The history of North Carolina is a long and storied one, beginning with the first English settlement in the New World in 1587. On August 18th of that year, White's daughter gave birth to Virginia Dare, the first English girl born in the New World. The Spaniards struggled to colonize North Carolina due to its dangerous coastline, lack of ports, and few inland rivers to navigate. In the late 20th century and into the 21st century, North Carolina's metropolitan areas continued to urbanize and grow. In 1719, South Carolina, which had more resources than North Carolina and was therefore more valuable to England, was snatched from the owners and turned into a royal colony. North Carolina was reluctant to secede from the Union when it became clear that Republican Abraham Lincoln had won the presidential election.

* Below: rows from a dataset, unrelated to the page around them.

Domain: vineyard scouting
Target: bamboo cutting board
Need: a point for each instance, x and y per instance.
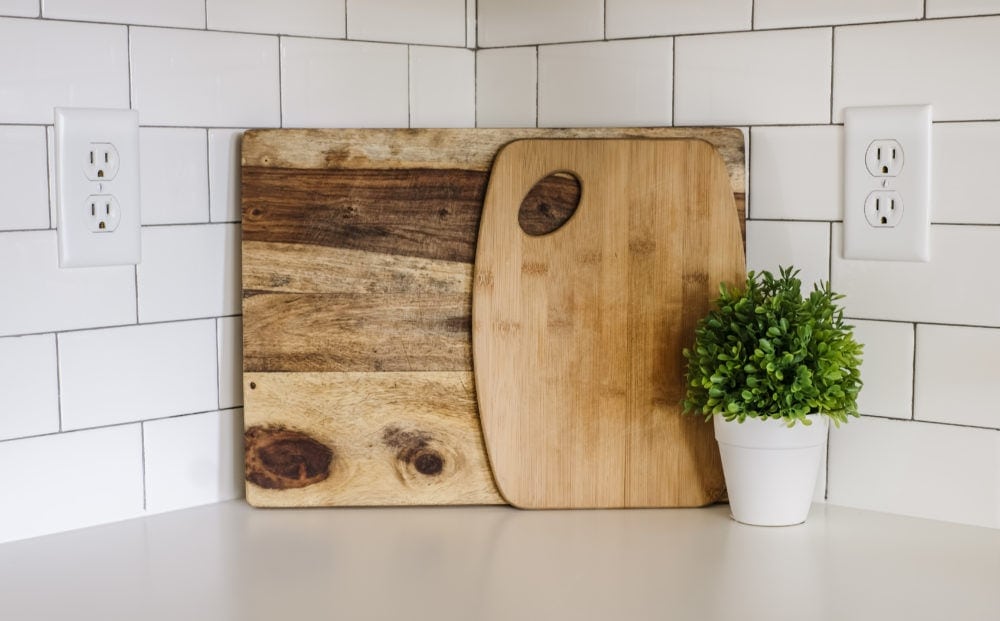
(577, 334)
(357, 259)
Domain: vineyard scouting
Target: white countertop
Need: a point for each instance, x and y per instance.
(230, 561)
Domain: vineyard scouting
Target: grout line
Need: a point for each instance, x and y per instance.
(142, 446)
(646, 36)
(475, 88)
(409, 88)
(218, 365)
(239, 407)
(281, 93)
(673, 83)
(913, 379)
(55, 337)
(910, 421)
(833, 40)
(208, 155)
(127, 325)
(135, 275)
(537, 82)
(829, 258)
(49, 182)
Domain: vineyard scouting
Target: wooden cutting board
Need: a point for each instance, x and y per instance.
(357, 259)
(577, 334)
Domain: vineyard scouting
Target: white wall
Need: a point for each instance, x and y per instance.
(929, 443)
(120, 390)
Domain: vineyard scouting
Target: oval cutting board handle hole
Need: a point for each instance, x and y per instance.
(550, 203)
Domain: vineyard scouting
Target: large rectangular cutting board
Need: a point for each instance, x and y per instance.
(358, 251)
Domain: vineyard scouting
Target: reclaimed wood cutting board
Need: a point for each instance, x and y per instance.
(578, 333)
(358, 250)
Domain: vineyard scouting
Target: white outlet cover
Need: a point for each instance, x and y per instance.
(76, 129)
(909, 239)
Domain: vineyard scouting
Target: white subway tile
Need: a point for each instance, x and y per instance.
(432, 22)
(958, 370)
(506, 87)
(51, 64)
(887, 368)
(946, 64)
(70, 480)
(805, 245)
(950, 288)
(605, 83)
(39, 296)
(193, 460)
(191, 77)
(784, 13)
(189, 272)
(20, 8)
(965, 159)
(643, 18)
(174, 185)
(118, 375)
(24, 174)
(343, 84)
(947, 8)
(316, 18)
(525, 22)
(179, 13)
(224, 174)
(29, 390)
(752, 78)
(797, 172)
(442, 87)
(920, 469)
(230, 331)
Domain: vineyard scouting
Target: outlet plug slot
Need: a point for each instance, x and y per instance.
(884, 158)
(104, 214)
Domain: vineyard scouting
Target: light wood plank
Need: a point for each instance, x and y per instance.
(393, 439)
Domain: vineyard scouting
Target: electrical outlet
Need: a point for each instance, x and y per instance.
(97, 186)
(887, 183)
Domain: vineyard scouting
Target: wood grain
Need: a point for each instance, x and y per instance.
(393, 438)
(358, 248)
(577, 335)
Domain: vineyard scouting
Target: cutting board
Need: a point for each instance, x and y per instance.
(577, 334)
(358, 250)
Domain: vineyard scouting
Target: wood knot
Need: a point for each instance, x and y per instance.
(429, 463)
(413, 449)
(280, 458)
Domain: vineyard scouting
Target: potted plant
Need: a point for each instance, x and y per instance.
(772, 368)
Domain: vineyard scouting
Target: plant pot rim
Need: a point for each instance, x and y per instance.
(772, 433)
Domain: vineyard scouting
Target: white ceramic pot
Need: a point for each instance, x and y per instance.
(770, 468)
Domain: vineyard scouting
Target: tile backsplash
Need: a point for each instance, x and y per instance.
(120, 386)
(929, 441)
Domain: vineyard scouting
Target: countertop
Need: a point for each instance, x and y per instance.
(230, 561)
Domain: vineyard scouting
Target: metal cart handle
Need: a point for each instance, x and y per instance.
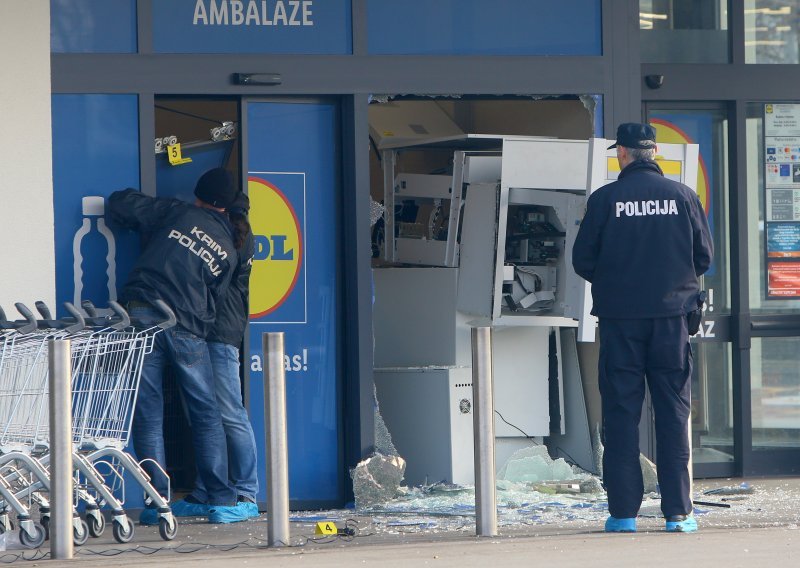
(80, 323)
(124, 318)
(89, 308)
(162, 306)
(28, 315)
(43, 310)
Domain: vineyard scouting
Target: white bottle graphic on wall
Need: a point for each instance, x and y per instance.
(93, 218)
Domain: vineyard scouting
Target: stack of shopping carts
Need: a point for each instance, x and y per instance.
(108, 351)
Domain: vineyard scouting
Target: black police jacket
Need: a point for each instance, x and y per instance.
(232, 308)
(187, 260)
(642, 244)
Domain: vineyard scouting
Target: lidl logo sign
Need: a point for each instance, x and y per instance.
(277, 283)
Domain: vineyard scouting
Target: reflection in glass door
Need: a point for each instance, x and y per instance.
(773, 239)
(712, 399)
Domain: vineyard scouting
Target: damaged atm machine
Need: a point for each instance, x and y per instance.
(488, 242)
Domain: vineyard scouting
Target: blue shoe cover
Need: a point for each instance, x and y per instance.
(251, 509)
(225, 514)
(620, 525)
(689, 524)
(184, 508)
(149, 517)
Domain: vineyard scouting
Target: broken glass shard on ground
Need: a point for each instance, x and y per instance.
(533, 464)
(376, 479)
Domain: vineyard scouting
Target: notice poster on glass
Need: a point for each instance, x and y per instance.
(782, 199)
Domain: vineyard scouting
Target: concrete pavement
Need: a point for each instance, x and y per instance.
(761, 529)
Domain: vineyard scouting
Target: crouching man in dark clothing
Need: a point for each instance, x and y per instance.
(187, 262)
(643, 243)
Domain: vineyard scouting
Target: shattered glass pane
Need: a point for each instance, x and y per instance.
(377, 479)
(383, 439)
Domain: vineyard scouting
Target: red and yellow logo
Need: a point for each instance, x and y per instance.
(278, 247)
(669, 133)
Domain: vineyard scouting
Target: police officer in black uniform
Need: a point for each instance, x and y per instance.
(642, 244)
(187, 261)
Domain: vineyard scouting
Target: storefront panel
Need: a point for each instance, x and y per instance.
(89, 26)
(293, 173)
(253, 26)
(95, 152)
(483, 27)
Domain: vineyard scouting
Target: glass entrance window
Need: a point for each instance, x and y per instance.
(773, 203)
(775, 382)
(684, 31)
(707, 128)
(712, 403)
(771, 31)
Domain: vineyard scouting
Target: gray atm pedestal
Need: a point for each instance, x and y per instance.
(495, 250)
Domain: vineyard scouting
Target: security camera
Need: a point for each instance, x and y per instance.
(654, 81)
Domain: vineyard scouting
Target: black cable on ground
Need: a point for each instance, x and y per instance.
(348, 533)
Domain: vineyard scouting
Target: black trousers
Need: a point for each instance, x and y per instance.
(632, 351)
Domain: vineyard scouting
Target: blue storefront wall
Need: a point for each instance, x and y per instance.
(95, 152)
(93, 26)
(483, 27)
(293, 170)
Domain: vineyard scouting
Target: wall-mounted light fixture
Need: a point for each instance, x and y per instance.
(257, 79)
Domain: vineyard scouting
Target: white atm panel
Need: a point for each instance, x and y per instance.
(545, 163)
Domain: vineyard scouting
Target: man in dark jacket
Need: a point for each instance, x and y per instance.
(642, 244)
(187, 262)
(224, 343)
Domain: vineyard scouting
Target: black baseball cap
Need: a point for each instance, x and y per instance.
(216, 188)
(635, 135)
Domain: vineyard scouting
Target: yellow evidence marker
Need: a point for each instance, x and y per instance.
(325, 527)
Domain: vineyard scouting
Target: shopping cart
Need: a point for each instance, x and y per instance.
(107, 358)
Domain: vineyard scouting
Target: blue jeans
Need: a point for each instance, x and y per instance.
(189, 358)
(238, 430)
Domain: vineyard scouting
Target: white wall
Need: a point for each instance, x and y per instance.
(26, 180)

In 1665, John Yeamans created a settlement in North Carolina on the Cape Fear River, near present-day Wilmington. That year, North Carolina's 2nd congressional district elected George Henry White, an educated African-American lawyer, as its third black representative to Congress since the Civil War. North Carolina quickly joined efforts to form a new country, with three of its citizens signing the Declaration of Independence. North Carolina was the scene of few battles, although it provided at least 125,000 soldiers to the Confederacy. On October 7th, 1780, a force of 1000 highlanders from western North Carolina (including what is now part of Tennessee) crushed a force of about 1000 loyal British soldiers led by Major Patrick Ferguson. A year earlier, in 1669, prospective Carolina settlers, including John Locke, drafted Carolina's Fundamental Constitutions, which served as an early form of government for the Carolina colony. In 1861, North Carolina became one of 11 states that separated from the United States, starting the American Civil War.

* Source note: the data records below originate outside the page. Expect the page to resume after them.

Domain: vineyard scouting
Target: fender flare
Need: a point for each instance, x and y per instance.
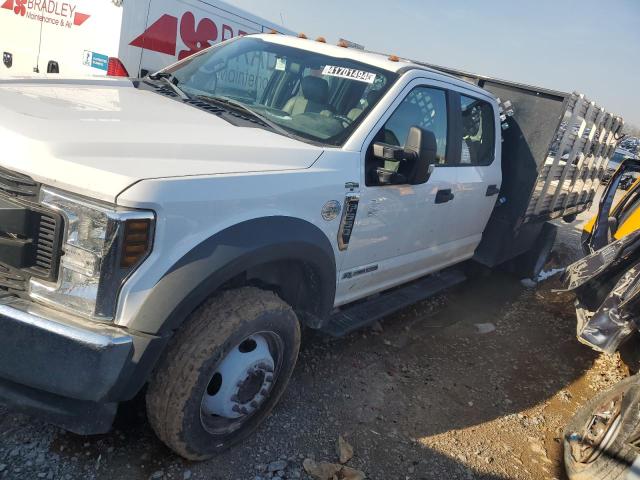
(230, 252)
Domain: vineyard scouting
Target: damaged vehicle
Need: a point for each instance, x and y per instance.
(603, 438)
(172, 234)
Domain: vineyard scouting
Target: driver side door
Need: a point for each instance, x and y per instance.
(397, 236)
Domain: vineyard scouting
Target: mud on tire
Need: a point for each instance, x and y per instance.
(184, 374)
(614, 461)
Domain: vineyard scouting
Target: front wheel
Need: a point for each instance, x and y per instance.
(223, 372)
(601, 440)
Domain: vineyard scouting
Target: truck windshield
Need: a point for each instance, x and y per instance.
(315, 97)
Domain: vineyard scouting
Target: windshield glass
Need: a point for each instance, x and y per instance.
(317, 97)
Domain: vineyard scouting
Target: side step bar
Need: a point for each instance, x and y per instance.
(359, 315)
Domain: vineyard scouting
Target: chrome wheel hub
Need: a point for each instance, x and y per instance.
(242, 381)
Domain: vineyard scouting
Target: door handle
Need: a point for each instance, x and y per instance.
(492, 190)
(444, 196)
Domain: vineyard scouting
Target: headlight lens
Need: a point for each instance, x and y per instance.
(97, 254)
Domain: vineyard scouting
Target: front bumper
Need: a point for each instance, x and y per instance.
(70, 371)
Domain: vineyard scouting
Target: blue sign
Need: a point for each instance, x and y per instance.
(99, 61)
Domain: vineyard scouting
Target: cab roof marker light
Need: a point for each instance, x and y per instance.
(116, 68)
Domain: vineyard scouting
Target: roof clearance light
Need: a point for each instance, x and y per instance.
(116, 68)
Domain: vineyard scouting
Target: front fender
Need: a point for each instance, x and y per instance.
(225, 255)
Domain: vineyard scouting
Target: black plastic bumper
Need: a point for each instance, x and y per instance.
(69, 371)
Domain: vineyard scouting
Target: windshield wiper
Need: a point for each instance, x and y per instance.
(244, 108)
(168, 78)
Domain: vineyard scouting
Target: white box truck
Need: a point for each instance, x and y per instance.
(100, 37)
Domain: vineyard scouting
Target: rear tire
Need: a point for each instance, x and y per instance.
(615, 460)
(183, 390)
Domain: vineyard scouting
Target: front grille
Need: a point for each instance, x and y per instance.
(18, 185)
(12, 281)
(46, 245)
(41, 255)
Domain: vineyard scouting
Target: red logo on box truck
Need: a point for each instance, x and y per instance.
(54, 12)
(162, 35)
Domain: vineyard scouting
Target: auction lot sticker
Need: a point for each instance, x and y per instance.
(350, 73)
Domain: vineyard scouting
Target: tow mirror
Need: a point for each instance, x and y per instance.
(417, 157)
(421, 145)
(384, 151)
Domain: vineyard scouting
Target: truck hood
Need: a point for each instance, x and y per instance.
(98, 137)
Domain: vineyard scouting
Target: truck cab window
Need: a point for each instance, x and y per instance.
(477, 132)
(315, 97)
(423, 107)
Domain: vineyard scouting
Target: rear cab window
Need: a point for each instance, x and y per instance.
(478, 131)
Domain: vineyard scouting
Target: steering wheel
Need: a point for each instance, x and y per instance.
(346, 120)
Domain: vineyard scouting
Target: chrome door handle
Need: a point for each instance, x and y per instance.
(444, 196)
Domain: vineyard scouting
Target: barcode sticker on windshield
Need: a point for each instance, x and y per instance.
(350, 73)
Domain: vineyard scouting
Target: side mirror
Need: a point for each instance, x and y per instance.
(421, 145)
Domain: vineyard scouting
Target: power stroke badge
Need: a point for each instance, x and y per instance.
(331, 210)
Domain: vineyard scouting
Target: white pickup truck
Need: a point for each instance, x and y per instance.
(178, 230)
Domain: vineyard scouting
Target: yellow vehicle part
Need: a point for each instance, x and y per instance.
(628, 218)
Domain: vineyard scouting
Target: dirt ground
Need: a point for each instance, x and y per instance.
(477, 383)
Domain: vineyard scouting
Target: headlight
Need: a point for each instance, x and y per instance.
(103, 245)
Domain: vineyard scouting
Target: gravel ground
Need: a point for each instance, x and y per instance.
(474, 384)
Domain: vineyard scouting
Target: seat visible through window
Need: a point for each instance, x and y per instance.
(313, 97)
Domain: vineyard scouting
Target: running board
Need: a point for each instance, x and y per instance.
(354, 317)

The first letter to include North Carolina included part of Albemarle County and was delivered by Charles I to Robert Heath, the king's attorney general in 1629. In the late 19th and early 20th centuries, North Carolina would begin its transition from an economy based primarily on agriculture to industrialization. When the British approved their first series of acts, the settlers of North Carolina rebelled against them. And when the British punished Boston for its acts during the Boston Tea Party, some of the rich merchants in the colonies sent shipments of tea to Boston. Following General Daniel Morgan's victory over the British under Banastre Tarleton at the Battle of Cowpens on January 17th 1781, Southern Commander Nathanael Greene led the British Lord Charles Cornwallis through the heart of North Carolina and away from the Cornwallis supply base in Charleston, South Carolina. The North Carolina colony is a direct result of British colonization efforts in the New World; it was also where the first English settlement was built and mysteriously disappeared. In addition to adding many more new job occupations across the state, North Carolina has become an important part of American history.